Das Format soll das Elterntraining nah an die Familien bringen, online und in Präsenz, in kleinen Gruppen, in einfacher Sprache und ohne bevormundende Ziele. Das Training geht davon aus, dass viele Probleme und Konflikte zwischen Kindern und Erziehungsberechtigten besser gelöst werden, wenn alle Beteiligten ihre Gefühle, Stimmungen und Bedürfnisse regulieren können und auf diese Weise ihre Beziehungen pflegen. Bischof Oster formuliert es so: "Weil Haltungen wie Rücksicht und Respekt in einer zunehmend narzisstisch gefärbten Kultur abnehmen und die soziale Formung der Eltern-Kind-Beziehungen durch unsere individualistische Kultur zunehmend ausfällt, kommt es immer mehr auf die Eltern an, als Architekten der Familie für eine gedeihliche und vertrauensvolle Familienkultur zu sorgen." Gerade der Kirche stünde es nicht zuletzt wegen des durch die vielen Missbrauchsfälle verspielten Vertrauens gut an, sich für ein sicheres Aufwachsen und Gedeihen der Kinder einzusetzen.

Fünf Hauptziele sind formuliert. Es geht um den Aufbau einer sicheren Bindung, in der die Kinder Schutz, Verlässlichkeit, Trost, Freiheit und Orientierung erfahren. Es braucht emotionale Intelligenz, mit der Eltern die Gefühle des Kindes wahrnehmen, anerkennen und verstehen lernen. Es geht um Konfliktlösung und das Setzen von Grenzen, darum sozial angemessene Umgangsformen zu lernen, Regeln einzuhalten, Rücksicht zu nehmen auf die Gefühle und Bedürfnisse anderer. Der Kurs soll auch erklären, wie man mit pädagogischen Dauerbrennern und nicht lösbaren Problemen umgehen kann. Schließlich geht es auch darum, mehr Freude in der Familie erleben und Gemeinsamkeit bewusst gestalten zu können.

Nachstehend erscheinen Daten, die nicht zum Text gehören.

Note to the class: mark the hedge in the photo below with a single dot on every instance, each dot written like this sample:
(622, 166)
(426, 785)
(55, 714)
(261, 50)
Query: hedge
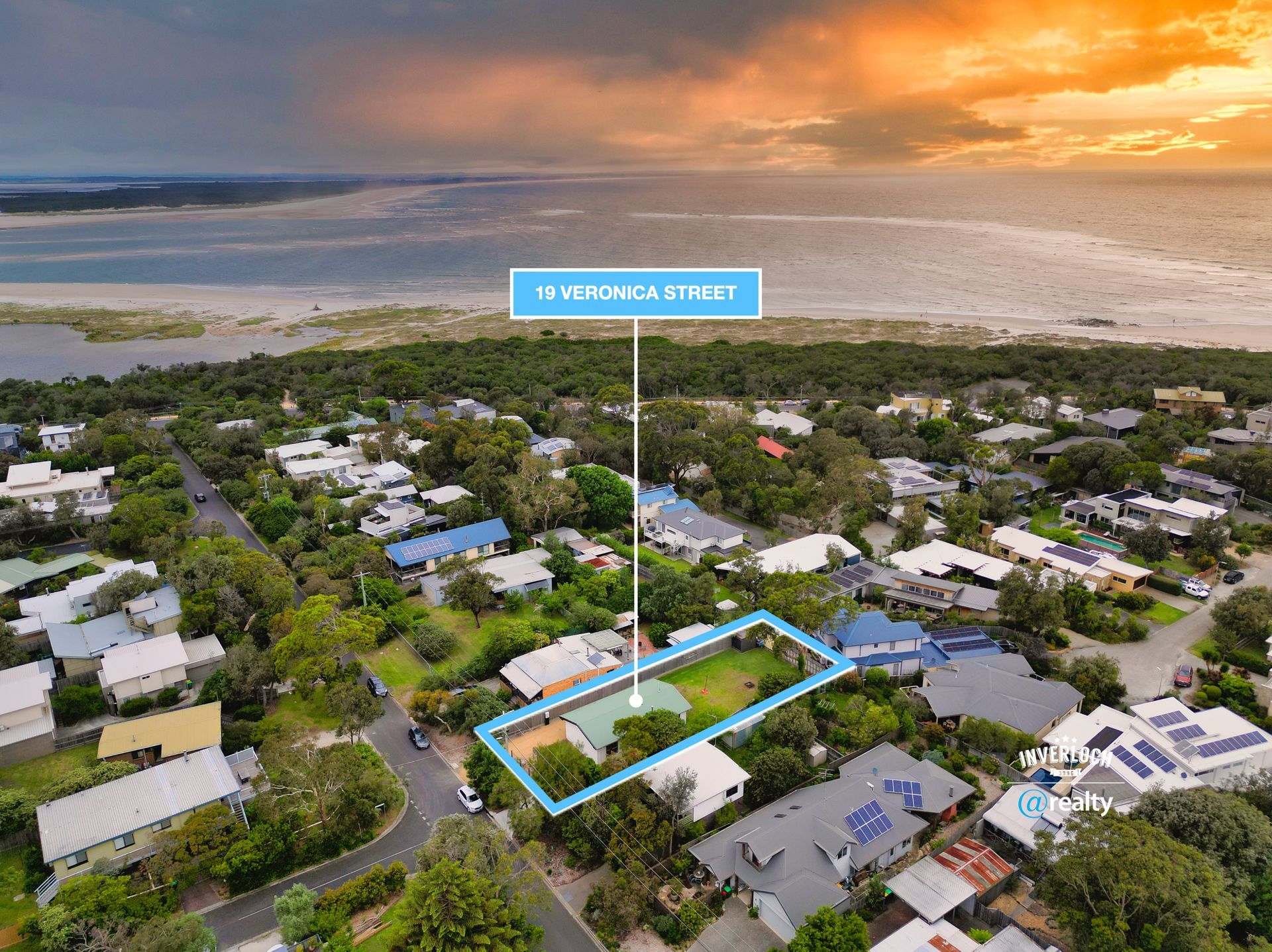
(1165, 584)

Das Training richtet sich an Mütter, Väter, Elternpaare, Patchwork-Eltern, Alleinerziehende, Groß- und Pflegeeltern sowie Erziehungsberechtigte, die Kinder im Alter von 3 bis 14 Jahren betreuen oder erziehen. Am 9. November wird das ambitionierte Programm in einem Gespräch mit 20 ausgewählten Persönlichkeiten des öffentlichen und fachlichen Lebens in Passau St. Max vorgestellt.

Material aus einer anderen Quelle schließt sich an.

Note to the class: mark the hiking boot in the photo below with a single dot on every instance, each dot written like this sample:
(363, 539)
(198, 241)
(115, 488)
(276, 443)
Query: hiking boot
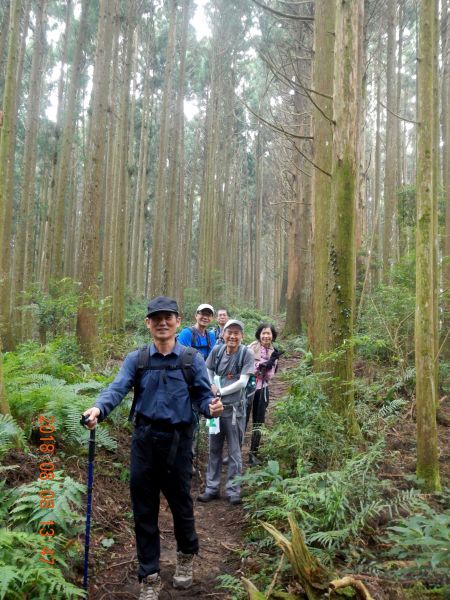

Der 64-jährige Helmut Höfl, der auch bischöflicher Beauftragter für geistlichen Missbrauch, Theologe, Philosoph und Psychotraumatologe ist, wünscht sich, wieder zu einem möglichst naturnahen Elternverhalten zu kommen. "In einer Zeit, in der Kindheit und Elternsein unter Stress stehen, sind gar nicht einmal perfekte Eltern nötig, es ist auch nötig, dass diese auf sich selber schauen und sich fragen, was mit ihnen passiert."